Kommentar – Die Möglichkeit des Bösen

Schulen rüsten auf – Doch totale Sicherheit gibt es nicht.

Foto: Colin Hazelden
Foto: Colin Hazelden

„Guns for girls“ steht auf dem Shirt einer Demonstrantin in Denver. Nur Wochen nach dem Amoklauf an der Schule in Connecticut, bei dem Adam Lanza 26 Menschen und sich selbst erschossen hat, geht diese Frau wie hunderte andere dagegen auf die Straße, dass es schwieriger werden soll, Sturmgewehre zu kaufen; Schusswaffen schützen angeblich vor Schießereien. Zeitgleich werden Schulen zu Hochsicherheitstrakten.
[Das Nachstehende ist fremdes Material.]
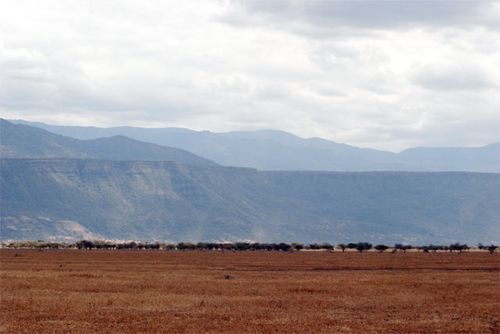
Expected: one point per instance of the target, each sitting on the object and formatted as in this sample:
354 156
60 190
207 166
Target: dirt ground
78 291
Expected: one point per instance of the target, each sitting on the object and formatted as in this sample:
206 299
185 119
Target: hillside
45 198
278 150
22 141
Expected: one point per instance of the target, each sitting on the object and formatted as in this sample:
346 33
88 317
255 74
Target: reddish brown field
70 291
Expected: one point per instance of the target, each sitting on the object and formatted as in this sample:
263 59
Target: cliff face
44 198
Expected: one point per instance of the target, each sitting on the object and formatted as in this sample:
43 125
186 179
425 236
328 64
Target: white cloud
377 74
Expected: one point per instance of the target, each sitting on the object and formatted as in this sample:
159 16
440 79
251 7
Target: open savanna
79 291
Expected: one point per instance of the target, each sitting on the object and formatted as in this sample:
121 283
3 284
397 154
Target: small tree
342 246
363 246
492 248
381 248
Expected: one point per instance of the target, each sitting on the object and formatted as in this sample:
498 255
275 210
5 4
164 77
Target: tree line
243 246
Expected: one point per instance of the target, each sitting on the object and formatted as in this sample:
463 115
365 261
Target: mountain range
57 187
277 150
22 141
157 200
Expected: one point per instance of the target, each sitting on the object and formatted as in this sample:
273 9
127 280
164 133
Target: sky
379 74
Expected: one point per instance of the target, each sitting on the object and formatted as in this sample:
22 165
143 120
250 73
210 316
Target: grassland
81 291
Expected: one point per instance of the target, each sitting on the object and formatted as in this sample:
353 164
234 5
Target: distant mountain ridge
159 200
278 150
23 141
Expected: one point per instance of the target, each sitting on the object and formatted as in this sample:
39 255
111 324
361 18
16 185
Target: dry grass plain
71 291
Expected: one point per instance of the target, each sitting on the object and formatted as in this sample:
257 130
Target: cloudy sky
380 74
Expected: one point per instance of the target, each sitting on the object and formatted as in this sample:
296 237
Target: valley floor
81 291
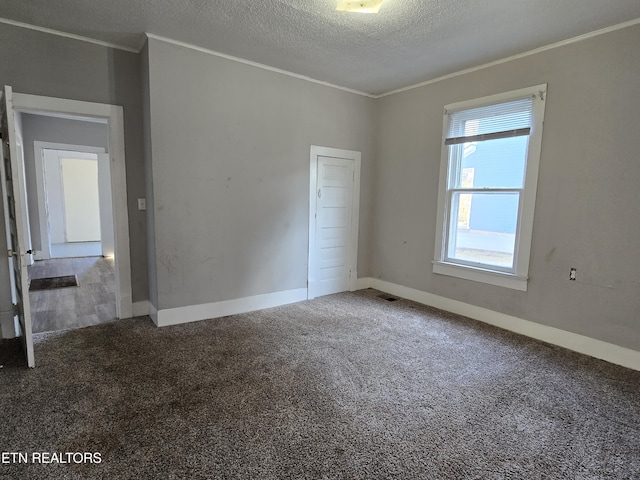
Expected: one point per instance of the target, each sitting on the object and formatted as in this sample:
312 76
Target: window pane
483 228
496 163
Das zielt am eigentlichen Problem vorbei. Die Sandy-Hook-Schule wurde noch kurz vor dem Attentat „sicher“ gemacht: Besucher mussten klingeln und über Kameras identifiziert werden, um nach halb zehn eingelassen zu werden. Doch Lanza hat die Türe aufgeschossen. Auch Metalldetektoren bringen nichts, wenn sich ein Schütze gewaltsam Zugang verschafft. Der angedachte „Panik-Knopf“, der die Polizei alarmiert und den Schülern signalisiert, sich zu verstecken, ist leicht realisierbar, bringt aber nicht mehr als Handys und die Schulsirene. Bauliche Maßnahmen sind zu umgehen, solange es keine Orwell’sche Total-Kontrolle gibt.
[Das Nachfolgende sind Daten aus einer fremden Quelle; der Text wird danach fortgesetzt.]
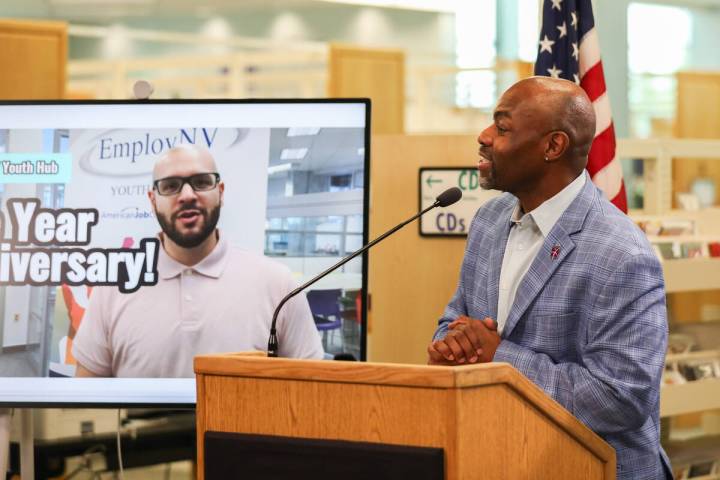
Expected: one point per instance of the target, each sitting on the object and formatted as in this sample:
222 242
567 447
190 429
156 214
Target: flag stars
554 72
563 29
546 45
Doch auch Prävention ist schwer umsetzbar, da die Taten nicht vorherzusagen sind. Wir stehen vor Amok-Läufen, wie einst die verängstigten Kolonialherren, die den Begriff von Malaysia nach Europa brachten: Irrationale „Wilde“, die in ihrer Ehre gekränkt waren, rasten „Amuk“-schreiend und tötend in eine Menschenmasse. Ebenso wenig rational ist erklärbar, weshalb Schüler ihre Klassenkameraden töten. Weder stundenlanges virtuelles Mortal-Combat-Schießen, noch  Surfen auf Gewalt-Porno-Seiten macht einen jungen Mann – Amokläufer sind zu 97 Prozent männlich – zum Massenmörder. Ähnliche Taten gab es schon vor dem ersten Computer. 1871 schoss Julius Becker in seinem Saarbrücker Gymnasium auf zwei Mitschüler. Seitdem gab es weltweit rund 100 Amokläufe an Schulen, die meisten davon in den USA.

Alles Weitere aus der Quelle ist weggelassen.